Con la muerte del dictador se abrió una puerta que jamás debimos cerrar, la de la esperanza. Esperanza en hacer de España un territorio en que cogiésemos todos, sobre la base de la democracia y los valores que la conforman. Pero en lugar de ello, elegimos el secular portazo de la rivalidad, de la controversia, del privilegio, de la tradición guerrera, de la maldición en la continua y encarnizada lucha por reivindicarnos lejos de ella. En la, tal vez, inocente creencia de que una Ilión, a la medida de nuestro corazón nos iba a confortar y sanar de los peligros que entraña lo local, cuando nos empeñamos en utilizarlo como instrumento de futuro con el que modelar la relación universal con los demás hombres y pueblos del mundo.

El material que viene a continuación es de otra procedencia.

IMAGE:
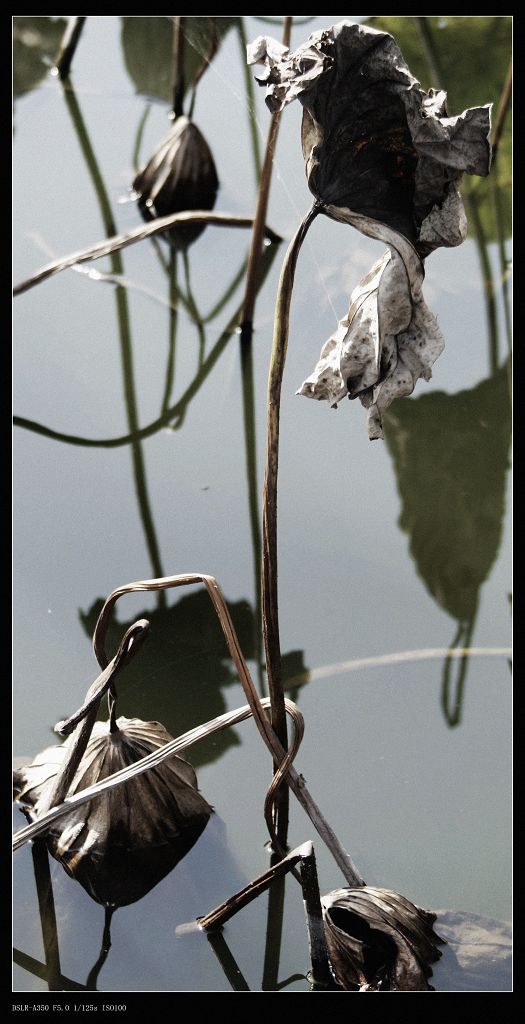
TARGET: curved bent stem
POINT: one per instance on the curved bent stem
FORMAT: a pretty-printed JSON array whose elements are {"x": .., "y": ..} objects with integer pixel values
[
  {"x": 130, "y": 643},
  {"x": 152, "y": 760},
  {"x": 272, "y": 742},
  {"x": 452, "y": 708},
  {"x": 119, "y": 242},
  {"x": 69, "y": 45},
  {"x": 261, "y": 209},
  {"x": 303, "y": 855},
  {"x": 175, "y": 412},
  {"x": 269, "y": 529}
]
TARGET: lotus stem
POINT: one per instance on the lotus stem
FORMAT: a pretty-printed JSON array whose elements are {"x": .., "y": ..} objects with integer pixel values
[
  {"x": 178, "y": 67},
  {"x": 69, "y": 45},
  {"x": 304, "y": 856},
  {"x": 272, "y": 742},
  {"x": 502, "y": 111},
  {"x": 128, "y": 646},
  {"x": 137, "y": 235},
  {"x": 269, "y": 528},
  {"x": 260, "y": 213}
]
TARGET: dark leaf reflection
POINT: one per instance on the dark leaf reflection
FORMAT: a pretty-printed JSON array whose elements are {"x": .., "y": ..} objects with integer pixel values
[
  {"x": 182, "y": 684},
  {"x": 450, "y": 457},
  {"x": 152, "y": 78}
]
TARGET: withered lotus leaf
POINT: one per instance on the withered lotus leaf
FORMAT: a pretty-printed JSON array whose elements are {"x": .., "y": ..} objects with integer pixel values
[
  {"x": 379, "y": 941},
  {"x": 180, "y": 175},
  {"x": 383, "y": 156},
  {"x": 121, "y": 844},
  {"x": 388, "y": 340},
  {"x": 374, "y": 141}
]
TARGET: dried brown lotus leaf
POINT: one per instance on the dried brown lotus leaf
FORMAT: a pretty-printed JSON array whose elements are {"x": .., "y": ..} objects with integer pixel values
[
  {"x": 121, "y": 844},
  {"x": 388, "y": 340},
  {"x": 374, "y": 141},
  {"x": 379, "y": 940}
]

Porque, para qué engañarnos, tras el localismo no habita lo universal, sino lo ancestral, y en lo ancestral pervive el dogmatismo, el inmovilismo: teológico, ideológico y filosófico. Y de su mano nada nuevo va a salir de las nuestras. Se repetirá la historia en todas y cada una de sus secuencias, eso sí, en las bocas, palabras y actos de otros hombres y de otras mujeres, pero con los mismos trágicos resultados.

La catástrofe que vaticino no va a afectar tanto al poder adquisitivo como al poder espiritual. Va a ser una oportunidad perdida que aventará las semillas del más salvaje conservadurismo, del fanatismo político y religioso. Volveremos al dogma y a la inquisición. Retomaremos de nuevo morales sin ética, y ética sin racionalidad alguna. Habrán vencido de nuevo los viejos y caducos postulados sobre los que hoy se yerguen gloriosas de miserias las murallas que denigran el mundo, llenándolo de muerte, hambre, miedo y desolación.

Hoy, nos hallamos como un día los acayos que inspiraron a Homero, frente a la sagrada Ilión de la convivencia, dispuestos para la guerra, para el asalto final, en una palabra, para el saqueo. Y como en tan gloriosa obra, se podrían catalogar los reyezuelos, capitanes, barcos y guerreros que cada uno aporta a tan triste contienda. También redactar ditirámbicos versos sobre sus virtudes, y las de sus tierras, ciudades, vasallos y culturas que cada uno de ellos representan. Sí, se podrían glosar sin sonrojo sobre la razón que le da la raza, pero no así sobre la sinrazón de su presencia frente a la humana Ilión, con el pírrico afán de reducirla a cenizas.

Todos y cada uno de sus reyes, precedidos de su vasto sequito de gobierno, exigen para sus tierras privilegios y servidumbres, sin que ello escandalice a nadie. Se predica con descaro la desigualdad y la injusticia, y paradójicamente se les reconoce en esa exigencia utilidad y virtud. Todos y cada uno de ellos se proclaman capaces de vivir por su cuenta, sin embargo, se halla frente a las murallas de la Ilión de la convivencia dispuesto a reclamar lo suyo; y lo que es peor, a nombrarla culpa y culpable de su propia fatalidad, de su propia debilidad, de su propia incapacidad para gobernarse.

Todos tienen cubiertas sus necesidades institucionales, no se hallan, sin embargo, así las acuciantes necesidades de sus pueblos. Todos ellos tienen responsabilidades, pero ningún de ellos se siente responsable. Todos ellos vienen fascinados por la atávica tragedia que asola nuestro ánimo, con la voluntad inequívoca de derrotarse una vez más, y con ellos todos nosotros, frente a los fantasmales muros de un amantísimo espacio que no merece seguir siendo maldecido una y otra vez, por la intolerancia y el enfrentamiento.